Bill Standley, Western Section
As a natural resource specialist for the Bureau of Land Management’s California Coastal National Monument, Standley helps implement an inventory and monitoring program for resources in the national monument and works with citizen scientists to collect information and reduce disturbance to wildlife using the monument.
Standley first became involved with The Wildlife Society as a graduate student at the Universities of Arizona Wyoming, where he went to chapter meetings and attended his first student conclave.
Soon Standley moved to California and became involved in The Wildlife Society by volunteering to help the Western section develop a website in 1997. He maintained the website for 11 years. Later, he moved to Hawaii and became involved in the chapter there, serving as a representative and chapter president.
“I’m just proud to be among such great people who do such great work,” Standley said. “I don’t think any individual accomplishment in any way surpasses just being part of such a great group.”
Stephen Rockwood, Southeastern Section
Rockwood, a section leader of the Florida Fish and Wildlife Conservation Commission, became involved in The Wildlife Society in college. After graduating with his master’s he became involved in the Florida Chapter of The Wildlife Society and worked his way up from secretary treasurer to president of the chapter. Since then, Rockwood has served as president of the Southeastern Section of the Wildlife Society.

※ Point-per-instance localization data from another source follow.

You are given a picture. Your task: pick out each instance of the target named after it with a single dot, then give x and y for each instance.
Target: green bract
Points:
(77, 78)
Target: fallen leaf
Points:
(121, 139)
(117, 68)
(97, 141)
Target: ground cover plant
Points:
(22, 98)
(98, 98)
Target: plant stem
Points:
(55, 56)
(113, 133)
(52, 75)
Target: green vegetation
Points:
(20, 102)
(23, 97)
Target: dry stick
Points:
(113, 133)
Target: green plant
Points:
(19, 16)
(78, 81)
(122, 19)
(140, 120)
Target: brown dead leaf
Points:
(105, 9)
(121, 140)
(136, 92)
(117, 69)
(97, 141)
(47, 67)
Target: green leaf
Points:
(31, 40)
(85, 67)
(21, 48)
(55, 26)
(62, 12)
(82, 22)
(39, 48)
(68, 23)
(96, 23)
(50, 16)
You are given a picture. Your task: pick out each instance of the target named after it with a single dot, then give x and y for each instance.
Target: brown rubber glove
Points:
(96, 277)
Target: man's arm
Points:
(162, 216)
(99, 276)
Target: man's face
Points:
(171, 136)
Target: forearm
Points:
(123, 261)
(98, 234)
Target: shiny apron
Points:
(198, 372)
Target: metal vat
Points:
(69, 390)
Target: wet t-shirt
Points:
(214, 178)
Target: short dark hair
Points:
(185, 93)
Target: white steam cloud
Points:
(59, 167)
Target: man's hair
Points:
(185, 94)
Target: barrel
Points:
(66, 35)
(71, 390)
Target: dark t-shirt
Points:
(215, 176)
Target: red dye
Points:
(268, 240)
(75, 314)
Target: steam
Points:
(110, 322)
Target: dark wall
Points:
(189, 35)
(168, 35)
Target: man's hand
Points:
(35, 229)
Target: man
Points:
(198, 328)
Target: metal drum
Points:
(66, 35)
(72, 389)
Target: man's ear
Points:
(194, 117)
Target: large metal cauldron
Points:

Rockwood has always had a passion for wetlands and waterfowl, and has chaired the joint Southeast Section of TWS/Southeastern Association of Fish and Wildlife Agencies (SEAFWA) wetlands wildlife committee for about 15 years and established the TWS Wetlands Working Group. Additionally, he is very active with the Atlantic Flyway Council and the North American Wetlands Conservation Council.
In his current position at FWC, Rockwood oversees FWC’s Aquatic Habitat Restoration program and is working on a geospatial analysis program to assess and prioritize where they should focus restoration and enhancement activities. When Rockwood found out he won the award, he felt he “I couldn’t have done it without the support and the help of other people, it’s a group effort” he said.
Blake Murden, Northwest Section
While Murden has traveled quite a bit, he has still maintained his involvement in The Wildlife Society. When he received the Distinguished Service Award for the Northwest Section, he was director of wildlife and fisheries in the Pacific Northwest with Port Blakely Tree Farms, a private company.
He served as president of the Washington Chapter and was a long-time board member. Murden was nominated for the award from colleagues from both Oregon and Washington chapters.
Murden recently moved to Texas and is now working as the director of land stewardship at Shield Ranches, a family-owned business.
Murden joined The Wildlife Society almost 30 years ago and became involved in the Texas Chapter. He maintained his membership with the Texas Chapter even when he moved to the northwest.
Now that Murden is back in Texas, he has been attending Texas Chapter meetings and hopes to become more involved with the chapter and possibly even take on some leadership roles once he gets settled.
“It was a surprise when I learned some of my fellow colleagues at the Oregon Chapter had nominated me, and it was very gracious on their part to think of me to be worthy of the award and to represent the Northwest Section,” he said.
Brian Hanson, Southwest Section
Hanson, who is retired from working with the U.S. Fish and Wildlife Service, received the TWS Distinguished Award for the Southwest Section. Hanson first joined The Wildlife Society in 1974 and has been actively involved since.
Hanson currently leads the Conservation Affairs committee for the New Mexico Chapter. The committee is a venue for communication, collaboration and cooperation on policy that’s important to wildlife professionals. He also is actively involved in preparation for next year’s annual TWS conference in Albuquerque, New Mexico.